Alain Borer grew up in Luxeuil-les-Bains (Franche-Comté), before moving to Geneva to study at the Institut Florimont (1965–69), Nancy (Lycée Poincaré, 1970), Paris (Lycée Henri IV, 1971), the University of Paris (Université Paris Diderot) and Paris X-Nanterre.  He lived for some time in Croatia (1974–80), and Rome (1986–89). He resides in the French town of Chaumussay, in Touraine.

Works

The name of Alain Borer is associated with that of Arthur Rimbaud, to whom he has devoted thirty years of his life. Aged 17, Alain Borer directed Le Bateau ivre, a student journal at the Institut Florimont in Geneva; aged 27 he travelled to Harar in Ethiopia (the same age as Rimbaud was when he arrived here) as part of a film-making expedition with Léo Ferré (the film "Le Voleur de feu" was aired on French television in 1978). Alain Borer is the author of two books which have become classic references in Rimbaud studies; an album-book Un sieur Rimbaud, se disant négociant, with Philippe Soupault (Lachenal & Ritter, 1984), and his combined essay and travel journal Rimbaud en Abyssinie (Fiction & Cie, 1984, et Points-Seuil, 2004).

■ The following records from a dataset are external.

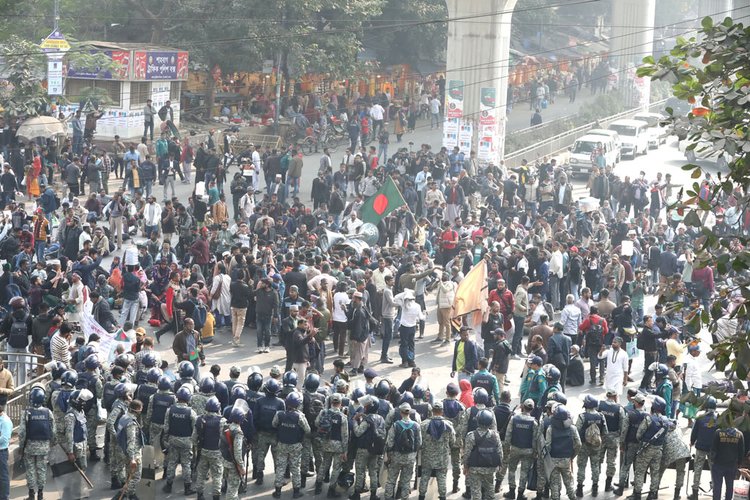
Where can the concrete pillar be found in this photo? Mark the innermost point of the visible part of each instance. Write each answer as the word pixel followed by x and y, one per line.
pixel 478 55
pixel 631 42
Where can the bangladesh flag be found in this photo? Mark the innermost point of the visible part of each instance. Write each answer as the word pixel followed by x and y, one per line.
pixel 386 200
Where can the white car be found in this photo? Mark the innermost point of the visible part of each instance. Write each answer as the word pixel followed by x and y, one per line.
pixel 657 132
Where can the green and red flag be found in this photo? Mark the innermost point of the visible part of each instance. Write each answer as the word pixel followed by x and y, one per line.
pixel 386 200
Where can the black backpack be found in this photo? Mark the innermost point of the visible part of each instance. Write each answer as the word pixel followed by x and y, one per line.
pixel 376 446
pixel 406 439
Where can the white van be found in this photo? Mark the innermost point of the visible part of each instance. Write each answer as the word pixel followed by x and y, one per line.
pixel 608 133
pixel 634 136
pixel 657 132
pixel 580 152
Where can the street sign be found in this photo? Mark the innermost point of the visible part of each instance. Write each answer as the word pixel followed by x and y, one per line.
pixel 54 76
pixel 55 42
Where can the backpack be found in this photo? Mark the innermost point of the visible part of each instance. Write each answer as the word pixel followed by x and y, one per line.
pixel 406 440
pixel 325 424
pixel 593 435
pixel 199 315
pixel 19 332
pixel 377 445
pixel 594 334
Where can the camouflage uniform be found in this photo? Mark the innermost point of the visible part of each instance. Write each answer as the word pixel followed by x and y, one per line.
pixel 648 458
pixel 365 461
pixel 35 452
pixel 116 456
pixel 180 449
pixel 588 453
pixel 198 403
pixel 69 443
pixel 562 468
pixel 481 479
pixel 401 464
pixel 210 461
pixel 289 455
pixel 333 449
pixel 675 452
pixel 516 455
pixel 435 453
pixel 233 478
pixel 133 452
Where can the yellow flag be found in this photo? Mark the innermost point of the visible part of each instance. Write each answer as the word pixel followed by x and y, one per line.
pixel 471 296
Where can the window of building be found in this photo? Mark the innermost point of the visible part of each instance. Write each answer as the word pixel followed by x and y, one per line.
pixel 139 93
pixel 175 91
pixel 76 89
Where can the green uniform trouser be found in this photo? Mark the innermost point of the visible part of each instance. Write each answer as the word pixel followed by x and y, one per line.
pixel 586 455
pixel 700 458
pixel 401 467
pixel 561 472
pixel 481 482
pixel 648 459
pixel 628 458
pixel 291 455
pixel 610 445
pixel 369 463
pixel 524 456
pixel 441 475
pixel 211 463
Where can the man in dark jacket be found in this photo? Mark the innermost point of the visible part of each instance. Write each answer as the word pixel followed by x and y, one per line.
pixel 470 356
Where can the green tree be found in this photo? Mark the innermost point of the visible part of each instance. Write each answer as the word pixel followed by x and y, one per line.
pixel 711 72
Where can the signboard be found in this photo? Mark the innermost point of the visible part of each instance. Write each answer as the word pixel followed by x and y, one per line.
pixel 454 99
pixel 487 105
pixel 465 136
pixel 54 76
pixel 120 57
pixel 160 65
pixel 55 42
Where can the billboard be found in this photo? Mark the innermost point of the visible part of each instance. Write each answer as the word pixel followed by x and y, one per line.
pixel 160 65
pixel 120 57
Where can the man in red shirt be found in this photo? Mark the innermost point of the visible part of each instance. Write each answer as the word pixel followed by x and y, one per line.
pixel 507 302
pixel 594 331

Aged 37 (the age of Rimbaud's death), Alain Borer completed his book publications on the man with the "soles of wind"; Adieu à Rimbaud and L'Œuvre-vie, 1991, is an original monument of a publication marking the centenary of Rimbaud's death and which sheds considerable new light upon Rimbaud's universe, and which breathed considerable life into scholarship on the poet.

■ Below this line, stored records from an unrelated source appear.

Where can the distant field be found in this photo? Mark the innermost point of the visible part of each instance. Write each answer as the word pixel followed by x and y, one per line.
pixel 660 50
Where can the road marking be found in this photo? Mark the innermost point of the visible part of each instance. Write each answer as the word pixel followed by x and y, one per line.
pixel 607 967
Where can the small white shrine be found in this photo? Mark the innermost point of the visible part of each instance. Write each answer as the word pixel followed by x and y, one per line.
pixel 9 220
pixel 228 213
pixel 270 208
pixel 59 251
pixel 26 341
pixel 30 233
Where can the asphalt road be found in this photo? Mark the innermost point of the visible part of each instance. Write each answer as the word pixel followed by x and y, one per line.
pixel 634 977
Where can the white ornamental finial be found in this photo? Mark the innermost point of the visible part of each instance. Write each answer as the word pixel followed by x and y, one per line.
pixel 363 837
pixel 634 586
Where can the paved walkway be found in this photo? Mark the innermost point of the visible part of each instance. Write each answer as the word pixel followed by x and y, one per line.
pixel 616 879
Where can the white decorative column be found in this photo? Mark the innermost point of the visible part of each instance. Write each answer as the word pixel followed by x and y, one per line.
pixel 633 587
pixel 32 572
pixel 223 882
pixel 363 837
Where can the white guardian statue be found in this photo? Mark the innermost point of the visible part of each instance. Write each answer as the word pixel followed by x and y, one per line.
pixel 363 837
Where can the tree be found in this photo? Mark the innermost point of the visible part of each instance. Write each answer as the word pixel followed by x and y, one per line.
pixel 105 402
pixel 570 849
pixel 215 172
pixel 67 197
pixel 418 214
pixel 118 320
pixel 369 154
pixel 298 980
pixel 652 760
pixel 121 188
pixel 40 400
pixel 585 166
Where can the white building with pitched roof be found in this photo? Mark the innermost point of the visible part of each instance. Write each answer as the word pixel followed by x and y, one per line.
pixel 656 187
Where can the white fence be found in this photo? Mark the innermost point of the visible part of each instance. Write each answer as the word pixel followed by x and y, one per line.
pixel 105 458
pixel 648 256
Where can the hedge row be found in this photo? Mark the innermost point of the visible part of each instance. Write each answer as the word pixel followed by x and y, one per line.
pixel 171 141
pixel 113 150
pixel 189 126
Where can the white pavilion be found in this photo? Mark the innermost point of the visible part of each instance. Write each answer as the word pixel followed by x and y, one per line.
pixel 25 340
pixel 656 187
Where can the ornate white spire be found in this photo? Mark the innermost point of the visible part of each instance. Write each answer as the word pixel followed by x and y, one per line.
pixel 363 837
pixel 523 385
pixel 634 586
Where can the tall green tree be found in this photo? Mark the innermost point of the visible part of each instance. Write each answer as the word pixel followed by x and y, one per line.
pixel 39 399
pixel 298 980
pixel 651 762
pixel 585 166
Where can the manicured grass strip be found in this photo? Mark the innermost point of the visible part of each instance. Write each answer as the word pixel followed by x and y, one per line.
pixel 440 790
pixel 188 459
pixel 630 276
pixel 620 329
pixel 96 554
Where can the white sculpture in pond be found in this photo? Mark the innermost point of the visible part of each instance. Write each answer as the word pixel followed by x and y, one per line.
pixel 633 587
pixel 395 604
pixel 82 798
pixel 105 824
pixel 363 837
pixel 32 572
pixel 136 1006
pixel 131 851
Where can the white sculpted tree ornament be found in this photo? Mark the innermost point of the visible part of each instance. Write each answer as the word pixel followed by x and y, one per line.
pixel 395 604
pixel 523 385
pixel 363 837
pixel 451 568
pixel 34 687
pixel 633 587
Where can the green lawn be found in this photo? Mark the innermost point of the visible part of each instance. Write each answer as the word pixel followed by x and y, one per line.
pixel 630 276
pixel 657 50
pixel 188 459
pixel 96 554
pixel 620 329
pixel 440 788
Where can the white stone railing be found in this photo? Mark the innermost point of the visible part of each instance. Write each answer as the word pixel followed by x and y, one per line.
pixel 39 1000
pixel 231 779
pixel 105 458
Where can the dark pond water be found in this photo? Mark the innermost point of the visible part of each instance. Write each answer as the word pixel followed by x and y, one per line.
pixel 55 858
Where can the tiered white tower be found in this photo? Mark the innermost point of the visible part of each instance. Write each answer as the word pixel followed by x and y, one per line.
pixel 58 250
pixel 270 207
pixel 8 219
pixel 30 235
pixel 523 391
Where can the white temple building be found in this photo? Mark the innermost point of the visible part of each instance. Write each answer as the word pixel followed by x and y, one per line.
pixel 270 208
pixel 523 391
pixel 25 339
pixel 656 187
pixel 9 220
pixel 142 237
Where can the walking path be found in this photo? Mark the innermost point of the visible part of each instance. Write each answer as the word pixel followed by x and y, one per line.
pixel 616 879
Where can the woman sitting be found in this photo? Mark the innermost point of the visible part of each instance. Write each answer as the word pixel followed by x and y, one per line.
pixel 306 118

On reading the entirety of Rimbaud's work (the "rimbaldothèque") Alain Borer is not only the first to have traced the physical footsteps of Rimbaud's world journeys (in what he has termed the "Rimbaldie"), but also to have developed and forged the necessary concepts (the paradigm of the Oeuvre-Vie, "the major signifier") permitting him to theorize and unlock the secrets of "this wild parade" (Rimbaud, l'heure de la fuite, Gallimard, 1991, with an introduction by Hugo Pratt).

Alain Borer is also a novelist (Koba, Seuil, collection "Fiction & Cie"), art critic (Dürer, 1980, Chambord, Monum, Hugo Pratt, Casterman), particularly on Joseph Beuys (Joseph Beuys, published by the Centre Pompidou, 1994, and La Bibliothèque des Arts, Lausanne, 2001), essayist (Saint-Martin ou la coupabilité, musée de Tours), playwright (Paul des oiseaux, Le Chant du Rien visible, Fourbis, Le Quadrige invectif, Le cercle d'art, 2005, assembled together in Icare & I don't, Seuil, 2007), and world traveler and travel-writer (Sarajevo, Gallimard, Liberia, Michalon, Los Angeles, Phébus, Pacific Palisades; with a work on the Pacific Palisades due to be published by Seuil).

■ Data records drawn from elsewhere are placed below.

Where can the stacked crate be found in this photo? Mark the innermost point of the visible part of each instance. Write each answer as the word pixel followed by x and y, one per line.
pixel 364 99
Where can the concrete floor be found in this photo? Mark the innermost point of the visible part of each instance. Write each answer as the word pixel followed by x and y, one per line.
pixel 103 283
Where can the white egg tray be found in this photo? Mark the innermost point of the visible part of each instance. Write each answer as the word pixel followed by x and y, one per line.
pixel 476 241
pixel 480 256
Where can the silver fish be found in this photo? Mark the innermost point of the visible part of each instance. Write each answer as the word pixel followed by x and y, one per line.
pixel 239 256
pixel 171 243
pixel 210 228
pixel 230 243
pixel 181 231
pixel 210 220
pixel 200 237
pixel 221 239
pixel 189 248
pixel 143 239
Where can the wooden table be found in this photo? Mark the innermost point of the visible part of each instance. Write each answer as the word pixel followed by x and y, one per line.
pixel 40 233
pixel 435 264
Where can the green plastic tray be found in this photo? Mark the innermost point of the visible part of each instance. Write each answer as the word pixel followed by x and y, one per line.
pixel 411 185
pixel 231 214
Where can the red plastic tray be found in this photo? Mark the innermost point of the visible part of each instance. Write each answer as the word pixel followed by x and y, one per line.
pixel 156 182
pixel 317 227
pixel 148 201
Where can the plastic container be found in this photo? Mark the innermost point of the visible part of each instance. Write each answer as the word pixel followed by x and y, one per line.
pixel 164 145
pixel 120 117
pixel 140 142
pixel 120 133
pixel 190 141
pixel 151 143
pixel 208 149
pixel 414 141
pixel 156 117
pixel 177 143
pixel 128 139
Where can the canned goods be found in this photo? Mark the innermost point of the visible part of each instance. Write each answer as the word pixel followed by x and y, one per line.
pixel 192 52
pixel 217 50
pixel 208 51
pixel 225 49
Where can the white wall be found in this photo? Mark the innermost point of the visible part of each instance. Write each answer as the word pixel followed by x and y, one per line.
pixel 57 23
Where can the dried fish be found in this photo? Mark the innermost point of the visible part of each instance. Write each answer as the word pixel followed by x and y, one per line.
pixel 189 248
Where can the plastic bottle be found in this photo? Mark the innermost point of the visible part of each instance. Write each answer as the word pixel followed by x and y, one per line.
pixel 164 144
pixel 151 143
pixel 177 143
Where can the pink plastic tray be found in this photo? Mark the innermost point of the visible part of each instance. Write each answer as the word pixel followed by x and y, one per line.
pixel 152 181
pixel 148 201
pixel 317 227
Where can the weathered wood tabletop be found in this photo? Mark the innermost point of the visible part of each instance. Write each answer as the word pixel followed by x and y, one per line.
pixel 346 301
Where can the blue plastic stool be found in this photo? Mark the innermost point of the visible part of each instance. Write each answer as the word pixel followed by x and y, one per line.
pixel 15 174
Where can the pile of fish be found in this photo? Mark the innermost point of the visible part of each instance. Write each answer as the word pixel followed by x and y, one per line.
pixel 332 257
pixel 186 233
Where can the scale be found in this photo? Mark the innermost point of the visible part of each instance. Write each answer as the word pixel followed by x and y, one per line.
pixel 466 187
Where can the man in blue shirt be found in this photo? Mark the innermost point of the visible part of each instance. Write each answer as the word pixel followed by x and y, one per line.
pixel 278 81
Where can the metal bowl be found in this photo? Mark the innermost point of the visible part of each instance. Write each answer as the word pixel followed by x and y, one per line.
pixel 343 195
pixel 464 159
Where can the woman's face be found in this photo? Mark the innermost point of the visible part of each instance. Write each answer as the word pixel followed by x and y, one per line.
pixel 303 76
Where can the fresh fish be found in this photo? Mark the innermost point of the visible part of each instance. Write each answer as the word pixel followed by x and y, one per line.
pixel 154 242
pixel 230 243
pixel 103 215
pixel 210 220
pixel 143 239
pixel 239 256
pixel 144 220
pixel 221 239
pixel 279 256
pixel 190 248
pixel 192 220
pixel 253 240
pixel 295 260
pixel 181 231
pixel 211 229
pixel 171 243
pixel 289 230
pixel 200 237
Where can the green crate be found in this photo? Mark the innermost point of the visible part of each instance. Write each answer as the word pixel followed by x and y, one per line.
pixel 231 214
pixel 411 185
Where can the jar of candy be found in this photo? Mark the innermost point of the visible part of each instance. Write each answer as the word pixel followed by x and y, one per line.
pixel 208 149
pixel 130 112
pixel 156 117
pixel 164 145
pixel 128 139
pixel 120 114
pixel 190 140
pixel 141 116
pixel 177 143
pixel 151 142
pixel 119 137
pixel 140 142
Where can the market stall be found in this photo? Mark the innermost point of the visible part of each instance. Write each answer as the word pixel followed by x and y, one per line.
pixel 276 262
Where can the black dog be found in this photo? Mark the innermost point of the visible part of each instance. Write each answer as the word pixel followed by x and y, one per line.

As a poet (Pour l'amour du ciel, CD Radio France, the Poétiques Collection), Alain Borer is joined by André Velter and Zéno Bianu in the Groupe Actéon. The group has three major preoccupations: an astrophysical obsession with "extreme travel" (Le Nuage de Magellan, Zone bleue), a "pataphysical" dimension (Bestiaire, Alexandrins fortuits), as well as poetic texts stripped to their bare essentials, which they have termed "noems" (Jeil, 2004, Loups plats, 2006).

After François Coupé (1973), Alain Borer has made "book-objects," collages (Calme, 1987), and numerous books in collaboration with artists (for example, on Touareg jewellery with Kaïdin), which he signs off under the pen name "Jaseur boreal." An exposition of his photographs, La Sanglinière, was presented in the château de Tours in April 2007.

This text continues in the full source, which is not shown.